Epicentrum wstrząsów było oddalone jedynie o 40 kilometrów od poprzedniego, niedaleko miasta Kumamoto, na wyspie Kiusiu. Tym razem były one tak silne, że władze zdecydowały się wydać ostrzeżenie o możliwym tsunami. Amerykanie ocenili je na 7,4 w skali Richtera. Japończycy dali im jedynie 7,1 ale władze ostrzegły mieszkańców przed możliwą katastrofą. Według oficjalnego komunikatu Japończycy mogą spodziewać się fali wysokości jednego metra.
Coraz silniejsze wstrząsy
W czwartek w nocy w wyniku silnego trzęsienia ziemi w Japonii śmierć poniosło co najmniej dziewięć osób, a prawie tysiąc zostało rannych - podała agencja Reutera. Epicentrum wstrząsów znajdowało się około 11 kilometrów na wschód od miasta Kumamoto - poinformowały amerykańskie służby geologiczne. Wstrząsy o magnitudzie 6,2 w skali Richtera rozpoczęły się po godzinie 21 czasu
lokalnego na wyspie Kiusiu.
Lokalne władze poinformowały, że w wyniku zawalenia się budynków śmierć poniosło co najmniej 9 osób.

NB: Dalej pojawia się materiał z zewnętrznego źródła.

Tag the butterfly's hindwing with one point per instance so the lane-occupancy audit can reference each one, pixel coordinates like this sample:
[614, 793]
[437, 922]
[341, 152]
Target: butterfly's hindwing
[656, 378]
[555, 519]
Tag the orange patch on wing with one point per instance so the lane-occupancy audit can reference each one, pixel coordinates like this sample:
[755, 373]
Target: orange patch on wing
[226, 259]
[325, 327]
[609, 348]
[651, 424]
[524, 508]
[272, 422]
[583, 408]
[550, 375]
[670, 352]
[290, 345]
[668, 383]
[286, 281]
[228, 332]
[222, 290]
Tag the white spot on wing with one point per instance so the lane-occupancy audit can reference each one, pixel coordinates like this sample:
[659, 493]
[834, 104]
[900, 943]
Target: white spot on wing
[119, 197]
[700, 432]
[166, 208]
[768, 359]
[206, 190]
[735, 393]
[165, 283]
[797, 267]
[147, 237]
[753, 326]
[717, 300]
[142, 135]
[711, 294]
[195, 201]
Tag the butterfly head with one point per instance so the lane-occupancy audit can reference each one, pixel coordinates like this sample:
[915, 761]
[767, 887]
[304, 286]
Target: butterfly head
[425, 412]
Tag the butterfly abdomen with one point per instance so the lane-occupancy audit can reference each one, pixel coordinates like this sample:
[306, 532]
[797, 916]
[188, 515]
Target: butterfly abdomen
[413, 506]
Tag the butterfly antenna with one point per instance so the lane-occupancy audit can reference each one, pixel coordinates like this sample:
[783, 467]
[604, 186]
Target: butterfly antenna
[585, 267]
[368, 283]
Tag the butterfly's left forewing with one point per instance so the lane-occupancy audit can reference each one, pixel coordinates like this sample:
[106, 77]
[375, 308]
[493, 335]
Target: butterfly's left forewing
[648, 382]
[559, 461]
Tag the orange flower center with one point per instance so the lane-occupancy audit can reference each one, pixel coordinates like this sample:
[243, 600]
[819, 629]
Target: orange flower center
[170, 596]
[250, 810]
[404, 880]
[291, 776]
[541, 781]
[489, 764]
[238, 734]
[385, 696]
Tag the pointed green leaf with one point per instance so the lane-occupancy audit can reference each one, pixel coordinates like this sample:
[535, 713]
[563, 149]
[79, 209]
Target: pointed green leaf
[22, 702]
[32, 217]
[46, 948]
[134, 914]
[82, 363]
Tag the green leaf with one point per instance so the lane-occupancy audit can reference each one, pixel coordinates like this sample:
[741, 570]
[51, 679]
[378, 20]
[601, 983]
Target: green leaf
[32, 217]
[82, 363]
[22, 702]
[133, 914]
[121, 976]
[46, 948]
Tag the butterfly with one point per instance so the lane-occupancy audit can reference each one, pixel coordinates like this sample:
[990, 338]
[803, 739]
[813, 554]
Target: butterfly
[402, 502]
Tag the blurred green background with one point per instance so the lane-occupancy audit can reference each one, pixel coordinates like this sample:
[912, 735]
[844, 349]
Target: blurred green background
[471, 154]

Wśród kilkuset, które zostały ranne, kilkadziesiąt trafiło do szpitali w stanie ciężkim. Agencja Kyodo podała, że konieczna była ewakuacja ponad 40 tys. ludzi z zagrożonych obszarów. - Zrobimy, co w naszej mocy, by przeprowadzić akcje ratunkowe w trakcie nocy - obiecał tuż po trzęsieniu ziemi premier Shinzo Abe.
Japoński urząd ds. energetyki poinformował, że nie zauważono żadnych nieprawidłowości w pracy trzech elektrowni jądrowych usytuowanych na wyspie Kiusiu. Wówczas nie wydano ostrzeżenia o tsunami.